SEGUNDO DOMINGO DE PASCUA
Domingo del Buen Pastor
En verdad, en verdad os digo, que el que no entra por la puerta en el aprisco de las ovejas, mas sube por otra parte, aquél es ladrón y salteador. Mas el que entra por la puerta, pastor es de las ovejas. A éste abre el portero. Y las ovejas oyen su voz, y a las ovejas propias llama por su nombre, y las saca. Y cuando ha sacado fuera sus ovejas, va delante de ellas; y las ovejas le siguen, porque conocen su voz. Mas al extraño no le siguen, huyen de él; porque no conocen la voz de los extraños.
Esta parábola les dijo Jesús. Mas ellos no entendieron lo que les decía.
Y Jesús les dijo otra vez: En verdad, en verdad os digo, que yo soy la puerta de las ovejas. Todos cuantos vinieron, ladrones son y salteadores, y no los oyeron las ovejas. Yo soy la puerta. Quien por mí entrare, será salvo; y entrará, y saldrá, y hallará pastos.
El ladrón no viene sino para hurtar, y para matar, y para destruir. Yo he venido para que tengan vida, y para que la tengan con más abundancia.
Yo soy el Buen Pastor. El buen pastor da la vida por sus ovejas. Mas el asalariado, y que no es el pastor, del que no son propias las ovejas, ve venir al lobo, y abandona las ovejas y huye; y el lobo arrebata y dispersa las ovejas. Y el asalariado huye, porque es asalariado, y porque no tiene parte en las ovejas.
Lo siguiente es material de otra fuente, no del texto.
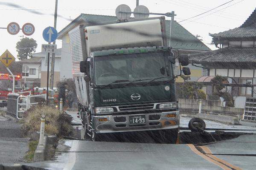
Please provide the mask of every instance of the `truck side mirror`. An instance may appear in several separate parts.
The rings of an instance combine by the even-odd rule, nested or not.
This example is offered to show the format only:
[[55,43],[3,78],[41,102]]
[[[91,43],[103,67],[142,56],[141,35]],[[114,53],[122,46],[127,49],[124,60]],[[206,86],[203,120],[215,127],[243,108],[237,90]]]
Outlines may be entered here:
[[181,65],[185,66],[189,65],[189,57],[187,54],[181,54],[179,57],[179,62]]
[[184,75],[187,76],[188,75],[190,75],[191,72],[190,72],[190,69],[188,67],[183,67],[182,68],[182,72]]
[[88,74],[88,64],[87,61],[80,61],[80,72],[81,73],[85,73]]
[[175,64],[175,58],[173,56],[168,56],[168,60],[172,64]]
Yo soy el Buen Pastor: y conozco mis ovejas, y las mías me conocen, como el Padre me conoce, así conozco yo al Padre, y doy mi vida por mis ovejas.
Tengo también otras ovejas, que no son de este aprisco; es necesario que yo las traiga, y oirán mi voz, y será hecho un solo rebaño y un solo pastor.
Por eso me ama el Padre: porque yo doy mi vida para volverla a tomar. Nadie me la quita; mas yo la doy de mi propia voluntad; poder tengo para darla; y poder tengo para volverla a tomar.
Es el Domingo del Buen Pastor. Acordándonos de lo que Jesucristo, el Buen Pastor, hizo por nosotros con su muerte y resurrección, cantémosle con el corazón lleno de agradecimiento las palabras del Introito: La tierra está llena de la misericordia del Señor. Justos, alegraos en el Señor.
En la Epístola, San Pedro nos dice lo que hizo el Señor por nosotros: Cristo padeció por nosotros, dejándoos su ejemplo, para que sigáis sus pisadas. Llevó a la cruz, en su cuerpo, nuestros pecados, para que, muertos al pecado, vivamos para la justicia.
Este es el pensamiento de la Pascua cristiana. San Pedro lo junta con el pensamiento de Cristo como Buen Pastor: Con sus heridas habéis sanado vosotros, pues erais como ovejas errantes; pero ahora os habéis tornado al Pastor y al Obispo de vuestras almas.
En el Evangelio se presenta el mismo Jesucristo como Buen Pastor: Yo soy el Buen Pastor. El buen Pastor da su vida por sus ovejas. Yo soy el Buen Pastor, y conozco a mis ovejas, y mis ovejas me conocen a mí. Yo doy mi vida por mis ovejas.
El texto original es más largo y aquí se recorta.